Sprache
Die Rethorik der Politik

Populismus, Medien und Propaganda - in der Politik werden Worte strategisch eingesetzt. Um politische Gegner zu diffamieren oder um Maßnahmen durch Begriffe einen positiven Anstrich zu geben. Welche Strategien gibt es?

    Mehrere Papiersprechblasen vor pastellbeigem Hintergrund. Teilweise überlappen sich die farbigen Papiersprechblasen.
    Polemische Rhetorik, Populismus und Framing: In der Politik werden Worte bewusst eingesetzt, um die Akzeptanz bei Wählerinnen und Wählern für bestimmte politische Interessen zu befördern. (Getty Images / MirageC)
    „Worte können Waffen sein“, mahnte Bundespräsident Frank-Walter Steinmeier 2023 beim Gedenken an die Opfer des Brandanschlags von Solingen, bei dem Rechtsextremisten ein Haus in Brand steckten und fünf Menschen ums Leben kamen. „Mit Worten kann man das Gewaltpotenzial einer Gesellschaft aktivieren, man kann das instrumentalisieren.“
    Gerade in der Politik werden Worte bewusst eingesetzt – Kommunikation ist Teil der Wahlkampfstrategien, an denen zahlreiche Agenturen und Kommunikationsexperten mitarbeiten. Wie funktioniert politische Kommunikation und wie lassen sich die Kniffe durchschauen?

    Inhalt

    Wodurch zeichnet sich strategische bzw. politische Kommunikation aus?

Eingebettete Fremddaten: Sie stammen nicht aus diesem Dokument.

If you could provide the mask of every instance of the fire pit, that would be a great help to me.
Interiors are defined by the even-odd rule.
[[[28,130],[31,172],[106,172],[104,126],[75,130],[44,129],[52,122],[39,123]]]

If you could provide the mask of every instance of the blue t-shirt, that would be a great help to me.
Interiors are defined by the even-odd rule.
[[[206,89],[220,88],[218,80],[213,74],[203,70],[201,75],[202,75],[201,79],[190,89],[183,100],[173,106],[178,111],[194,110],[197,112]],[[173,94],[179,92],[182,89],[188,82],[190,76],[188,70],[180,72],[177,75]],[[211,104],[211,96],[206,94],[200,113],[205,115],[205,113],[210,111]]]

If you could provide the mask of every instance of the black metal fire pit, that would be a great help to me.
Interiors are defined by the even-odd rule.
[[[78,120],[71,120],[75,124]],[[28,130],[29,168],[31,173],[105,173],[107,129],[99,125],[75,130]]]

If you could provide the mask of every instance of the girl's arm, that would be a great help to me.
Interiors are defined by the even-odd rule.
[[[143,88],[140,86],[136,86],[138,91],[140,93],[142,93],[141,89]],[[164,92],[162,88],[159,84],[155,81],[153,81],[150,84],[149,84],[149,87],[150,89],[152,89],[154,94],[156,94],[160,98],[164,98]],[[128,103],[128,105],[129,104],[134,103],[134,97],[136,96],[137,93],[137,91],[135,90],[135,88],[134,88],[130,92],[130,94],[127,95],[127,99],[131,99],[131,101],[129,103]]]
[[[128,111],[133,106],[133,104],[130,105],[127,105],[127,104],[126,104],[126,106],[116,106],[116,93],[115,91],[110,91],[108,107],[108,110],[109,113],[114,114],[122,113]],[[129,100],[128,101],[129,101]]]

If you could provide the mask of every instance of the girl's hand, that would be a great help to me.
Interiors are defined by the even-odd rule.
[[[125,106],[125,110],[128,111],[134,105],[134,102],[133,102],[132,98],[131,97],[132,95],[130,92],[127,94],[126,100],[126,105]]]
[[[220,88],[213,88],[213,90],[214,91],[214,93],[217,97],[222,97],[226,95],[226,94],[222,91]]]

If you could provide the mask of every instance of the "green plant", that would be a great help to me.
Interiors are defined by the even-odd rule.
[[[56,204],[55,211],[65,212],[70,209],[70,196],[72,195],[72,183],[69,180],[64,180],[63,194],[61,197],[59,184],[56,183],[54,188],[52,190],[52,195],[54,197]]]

    Sprache ist ein politisches Kampfmedium, beispielsweise in der Form von Kriegspropaganda. In den 1970ern wurde der politische Kampf mit Worten professionalisiert. Die CDU führte eine Projektgruppe Semantik ein. Agenturen berieten Politikerinnen und Politiker und erarbeiteten kommunikative Strategiepläne.
    Diese strategische Kommunikation zeichnet sich vor allem dadurch aus, dass die Akteure die Sprachfunktion reflektiert und zielorientiert nutzen, sagt Linguist Friedemann Vogel: „Es geht ihnen darum, vor allem die Akzeptanz bei ihren potenziellen Wählerinnen und Wählern für bestimmte politische Interessen zu befördern.“

    Strategien der politischen Kommunikation: Denkschablonen, Framing und Schlagworte

    In jeder Art der Kommunikation und Sprache werden Denkschablonen und Gebrauchsmuster genutzt. Sie sind im Alltag, durch Erziehung, in Peergroups, aber auch durch Medienkonsum erlernt. Darauf wird automatisch zurückgegriffen, um den sprachlichen Alltag zu bewältigen.
    Das können Schlagwörter sein, um ganze Sichtweisen oder Positionen in Kürze zusammenzufassen – beispielsweise politisch links oder politisch rechts. Das können typische Kommunikationsmuster sein, beispielsweise eine Begrüßung („Guten Morgen. Wie geht es dir?“ - „Danke, ganz gut. Und dir“) oder Rede und Gegenrede in einer Talkshow. Das könnten aber auch ganze Narrative sein, wie die von David und Goliath, Gut und Böse oder vom Tellerwäscher zum Millionär.
    In der politischen Kommunikation sind solche Denkschablonen besonders wichtig und effektiv. Es geht oft darum, Botschaften in möglichst wenige Worte zu fassen und auf die Sekunde genau vor der Kamera zu präsentieren.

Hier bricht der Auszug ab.